COPY --chown=www-data:www-data . .

ENV PATH="/var/www/html/php-tools/bin:$PATH"

RUN chown -hR www-data:www-data /var/www/html/ && \
   cd php-tools && \
   composer install --no-cache

RUN set -e && \
   phpunit --stderr tests/unit

FROM tester

Notice that the first FROM statement is now FROM php:apache AS tester. AS gives the FROM statement a name that can be referenced in other FROM statements. The last three lines of the Dockerfile have been updated to the following:

RUN set -e && \
   phpunit --stderr tests/unit

FROM tester

Now, add some failing tests to the tests/unit folder and rebuild the image to verify that it works. The build will fail if your project contains failing tests. Otherwise, it will complete without issue.

Develop within the containerized PHP application

To develop within the containerized PHP application, do the following:

1. Open the local project folder in VSCode and run the following command in the integrated terminal.
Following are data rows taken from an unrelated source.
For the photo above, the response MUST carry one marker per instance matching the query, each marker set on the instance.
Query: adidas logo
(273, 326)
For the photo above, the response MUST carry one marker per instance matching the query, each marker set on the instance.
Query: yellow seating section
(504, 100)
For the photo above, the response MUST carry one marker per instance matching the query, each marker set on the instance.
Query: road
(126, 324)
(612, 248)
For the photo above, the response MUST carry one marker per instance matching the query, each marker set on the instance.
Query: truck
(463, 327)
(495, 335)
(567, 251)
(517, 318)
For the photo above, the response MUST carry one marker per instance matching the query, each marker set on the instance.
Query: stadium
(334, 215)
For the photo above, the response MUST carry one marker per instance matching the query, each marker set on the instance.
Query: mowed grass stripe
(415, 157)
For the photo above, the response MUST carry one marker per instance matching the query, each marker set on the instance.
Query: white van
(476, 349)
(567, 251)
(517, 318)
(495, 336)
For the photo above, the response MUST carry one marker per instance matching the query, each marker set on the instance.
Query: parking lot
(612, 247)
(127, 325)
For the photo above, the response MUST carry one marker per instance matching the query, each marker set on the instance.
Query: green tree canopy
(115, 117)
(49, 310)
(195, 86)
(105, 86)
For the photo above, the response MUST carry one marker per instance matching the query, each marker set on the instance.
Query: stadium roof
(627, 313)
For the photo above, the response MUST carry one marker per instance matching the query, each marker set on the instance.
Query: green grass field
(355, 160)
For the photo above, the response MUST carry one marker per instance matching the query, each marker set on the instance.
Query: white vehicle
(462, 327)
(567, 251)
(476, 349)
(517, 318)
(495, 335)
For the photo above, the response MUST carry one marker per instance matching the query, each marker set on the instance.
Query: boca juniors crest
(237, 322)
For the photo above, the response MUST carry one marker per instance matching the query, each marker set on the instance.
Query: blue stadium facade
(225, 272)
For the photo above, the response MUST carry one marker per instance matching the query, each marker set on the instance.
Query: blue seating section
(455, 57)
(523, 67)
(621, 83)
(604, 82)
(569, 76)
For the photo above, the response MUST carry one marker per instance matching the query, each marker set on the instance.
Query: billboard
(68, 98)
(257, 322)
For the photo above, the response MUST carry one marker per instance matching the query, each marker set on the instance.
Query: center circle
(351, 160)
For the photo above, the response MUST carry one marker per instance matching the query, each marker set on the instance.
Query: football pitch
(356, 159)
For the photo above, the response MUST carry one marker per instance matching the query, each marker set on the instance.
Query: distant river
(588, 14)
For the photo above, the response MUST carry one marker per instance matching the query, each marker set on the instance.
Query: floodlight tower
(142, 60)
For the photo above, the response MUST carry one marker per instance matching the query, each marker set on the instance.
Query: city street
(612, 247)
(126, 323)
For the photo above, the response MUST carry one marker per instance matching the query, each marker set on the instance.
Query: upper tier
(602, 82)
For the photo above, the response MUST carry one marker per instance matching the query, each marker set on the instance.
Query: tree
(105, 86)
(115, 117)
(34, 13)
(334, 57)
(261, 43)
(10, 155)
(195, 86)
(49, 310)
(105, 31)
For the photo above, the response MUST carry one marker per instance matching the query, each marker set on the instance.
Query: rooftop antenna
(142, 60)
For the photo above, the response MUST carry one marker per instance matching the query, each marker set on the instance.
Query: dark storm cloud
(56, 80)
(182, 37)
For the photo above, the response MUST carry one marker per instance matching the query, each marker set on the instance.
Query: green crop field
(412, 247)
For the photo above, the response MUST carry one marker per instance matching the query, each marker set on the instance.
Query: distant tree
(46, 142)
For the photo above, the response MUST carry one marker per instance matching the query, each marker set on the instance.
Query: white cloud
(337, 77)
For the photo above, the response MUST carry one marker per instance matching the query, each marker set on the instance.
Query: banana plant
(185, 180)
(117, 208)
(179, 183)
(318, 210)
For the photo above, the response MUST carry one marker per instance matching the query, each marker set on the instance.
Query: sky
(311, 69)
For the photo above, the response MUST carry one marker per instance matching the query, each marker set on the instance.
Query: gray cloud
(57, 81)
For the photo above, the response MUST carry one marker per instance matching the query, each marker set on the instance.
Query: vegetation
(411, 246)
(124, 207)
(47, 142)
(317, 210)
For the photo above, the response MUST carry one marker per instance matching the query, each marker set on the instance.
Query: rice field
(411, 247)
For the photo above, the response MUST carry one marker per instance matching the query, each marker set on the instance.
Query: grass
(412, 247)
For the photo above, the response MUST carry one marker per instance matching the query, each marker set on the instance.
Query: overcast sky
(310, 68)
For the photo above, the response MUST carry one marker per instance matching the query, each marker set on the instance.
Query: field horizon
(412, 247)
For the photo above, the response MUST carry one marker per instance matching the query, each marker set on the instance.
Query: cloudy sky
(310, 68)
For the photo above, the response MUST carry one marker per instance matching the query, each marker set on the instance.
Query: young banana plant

docker run -it --rm -p 8000:80 --mount type=bind,source="$(pwd)",target=/var/www/html php-tools-demo

2. Make changes to one of the application’s pages and open (or refresh) that page in the browser to verify the change.

Add new tools to php-tools

If a project requires packages that are not currently available in php-tools:

1. See Adding new tools for how to add new packages to your application’s php-tools.
2. Rebuild the image, stop the container, then run the image again.

Containerization best practices

The following are some best practices for building containers:

1. Minimize the use of RUN, COPY, and ADD commands. They create intermediate containers which can result in larger images.
2. Clean up the system and package cache if you didn’t explicitly prevent cache cleanup while installing packages.
3. Expose only the ports you need.
4. Configure containers to run processes as a non-root user. Only use the root account for operations such as system package installation which requires root access.
5. Place commands that are most likely to change at the bottom of the Dockerfile. It prevents cache bursting at build time.